Суетливо бросившись к камину, Эвелин схватила кочергу и помешала угли. «Если бы я ждала его, наверняка бы так не нервничала», — подумала она. Или она лгала самой себе? Присутствие Джека было таким впечатляющим, осязаемым… Он легко заполнял собой всё пространство, всецело поглощая его. Ни один мужчина никогда ещё не заставлял Эвелин так чутко реагировать на его близость.
Она застыла на месте с кочергой в руке, почувствовав, что Джек подошел к ней и теперь стоит за её спиной.
— У вас был славный день. — Его дыхание коснулось её шеи и щеки. — А я и не знал, что вы с Тревом — такие давние и близкие друзья.
Эвелин повернулась, с размаху ткнулась ему в грудь и тут же отскочила. Почему он так наступает на неё? Это насмешка? Определенно так и было.
— Нас кое-что связывает, — нервно объяснила она. — Мы знаем друг друга с детства.

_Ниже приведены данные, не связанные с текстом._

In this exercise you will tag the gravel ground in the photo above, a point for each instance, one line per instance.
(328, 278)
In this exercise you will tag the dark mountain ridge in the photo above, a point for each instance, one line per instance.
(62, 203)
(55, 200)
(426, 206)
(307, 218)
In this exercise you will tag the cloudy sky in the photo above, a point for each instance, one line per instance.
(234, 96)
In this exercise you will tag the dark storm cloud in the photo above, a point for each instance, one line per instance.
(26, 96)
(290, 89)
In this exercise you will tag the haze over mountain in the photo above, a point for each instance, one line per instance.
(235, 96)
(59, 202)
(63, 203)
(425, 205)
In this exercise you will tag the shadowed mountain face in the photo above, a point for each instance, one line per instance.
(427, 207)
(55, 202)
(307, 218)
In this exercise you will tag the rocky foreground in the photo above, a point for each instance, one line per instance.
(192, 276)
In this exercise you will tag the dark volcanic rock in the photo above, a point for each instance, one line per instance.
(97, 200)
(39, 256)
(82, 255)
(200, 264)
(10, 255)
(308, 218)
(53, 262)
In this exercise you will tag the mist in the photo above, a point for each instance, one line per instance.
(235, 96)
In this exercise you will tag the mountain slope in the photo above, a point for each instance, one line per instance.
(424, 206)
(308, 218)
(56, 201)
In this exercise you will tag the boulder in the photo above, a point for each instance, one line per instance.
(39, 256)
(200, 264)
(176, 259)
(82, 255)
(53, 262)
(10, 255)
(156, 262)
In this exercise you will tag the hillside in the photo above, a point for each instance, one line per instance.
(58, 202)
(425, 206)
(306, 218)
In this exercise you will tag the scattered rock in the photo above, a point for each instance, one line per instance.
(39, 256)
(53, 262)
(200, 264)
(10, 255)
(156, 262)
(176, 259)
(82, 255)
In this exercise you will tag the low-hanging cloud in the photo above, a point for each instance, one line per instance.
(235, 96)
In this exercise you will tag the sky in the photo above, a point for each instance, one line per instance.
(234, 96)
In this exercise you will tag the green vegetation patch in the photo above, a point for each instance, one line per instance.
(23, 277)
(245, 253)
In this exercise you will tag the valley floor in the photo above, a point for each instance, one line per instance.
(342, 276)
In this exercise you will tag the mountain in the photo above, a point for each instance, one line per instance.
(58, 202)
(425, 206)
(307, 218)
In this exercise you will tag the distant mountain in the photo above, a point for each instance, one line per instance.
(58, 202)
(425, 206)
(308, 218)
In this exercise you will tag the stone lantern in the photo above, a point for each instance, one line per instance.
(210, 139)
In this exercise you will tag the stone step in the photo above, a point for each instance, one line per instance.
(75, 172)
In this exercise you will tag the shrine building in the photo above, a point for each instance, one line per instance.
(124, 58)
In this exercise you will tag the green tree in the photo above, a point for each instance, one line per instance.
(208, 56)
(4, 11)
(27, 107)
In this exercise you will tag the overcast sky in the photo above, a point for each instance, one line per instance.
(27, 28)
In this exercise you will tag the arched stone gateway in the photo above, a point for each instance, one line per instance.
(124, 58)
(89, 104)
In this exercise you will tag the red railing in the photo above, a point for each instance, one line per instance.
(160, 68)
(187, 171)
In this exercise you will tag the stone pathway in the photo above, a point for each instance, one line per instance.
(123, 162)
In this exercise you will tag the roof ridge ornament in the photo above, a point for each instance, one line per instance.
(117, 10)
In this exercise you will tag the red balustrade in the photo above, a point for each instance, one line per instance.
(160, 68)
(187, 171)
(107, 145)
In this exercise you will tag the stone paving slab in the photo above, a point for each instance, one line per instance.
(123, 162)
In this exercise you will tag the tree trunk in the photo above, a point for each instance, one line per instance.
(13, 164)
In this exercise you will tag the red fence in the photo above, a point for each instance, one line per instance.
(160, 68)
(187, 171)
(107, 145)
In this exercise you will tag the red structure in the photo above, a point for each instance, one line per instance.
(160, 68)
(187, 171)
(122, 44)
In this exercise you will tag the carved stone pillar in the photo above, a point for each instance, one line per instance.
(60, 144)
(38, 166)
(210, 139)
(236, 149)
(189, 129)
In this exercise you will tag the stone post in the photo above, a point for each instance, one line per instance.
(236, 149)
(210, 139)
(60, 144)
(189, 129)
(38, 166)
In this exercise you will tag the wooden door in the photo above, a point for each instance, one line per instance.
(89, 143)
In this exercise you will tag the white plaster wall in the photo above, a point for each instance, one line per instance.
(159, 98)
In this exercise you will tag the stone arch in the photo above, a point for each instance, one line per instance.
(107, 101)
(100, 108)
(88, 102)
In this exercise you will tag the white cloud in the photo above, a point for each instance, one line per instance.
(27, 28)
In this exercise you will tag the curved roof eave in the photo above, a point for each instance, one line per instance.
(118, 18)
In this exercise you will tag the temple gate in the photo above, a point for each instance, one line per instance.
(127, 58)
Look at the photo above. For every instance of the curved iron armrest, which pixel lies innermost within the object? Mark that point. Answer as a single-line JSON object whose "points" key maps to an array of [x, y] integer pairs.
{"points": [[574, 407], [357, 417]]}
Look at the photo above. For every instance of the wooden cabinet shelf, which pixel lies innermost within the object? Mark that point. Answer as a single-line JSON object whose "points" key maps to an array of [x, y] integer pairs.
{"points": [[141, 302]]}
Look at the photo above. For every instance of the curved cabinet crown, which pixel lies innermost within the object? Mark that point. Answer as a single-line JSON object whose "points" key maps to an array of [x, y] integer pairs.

А вы давно с ним знакомы?
— С тех пор, как я был мальчишкой, — ответил он, продолжая улыбаться и безжалостно пронзать её взглядом. — Его семья активно участвовала в операциях контрабандистов, и так было столетиями.
— Тогда вы знаете, что он — хороший человек.
— Скоро он начнет за вами ухаживать.
Эвелин остолбенела.
— Простите, что вы сказали?
— Не притворяйтесь, будто не знаете, что он у вас на крючке.
Ах, как трудно было мыслить ясно, когда он так пристально смотрел на неё!
— Что-о-о? — потрясенно выдохнула Эвелин, а потом, осознав смысл его слов, заявила: — И ничуть он у меня не на крючке!
— Ну конечно же он на крючке. И вы знаете, что он без ума от вас. — Джек повернулся и принялся медленно расхаживать из угла в угол.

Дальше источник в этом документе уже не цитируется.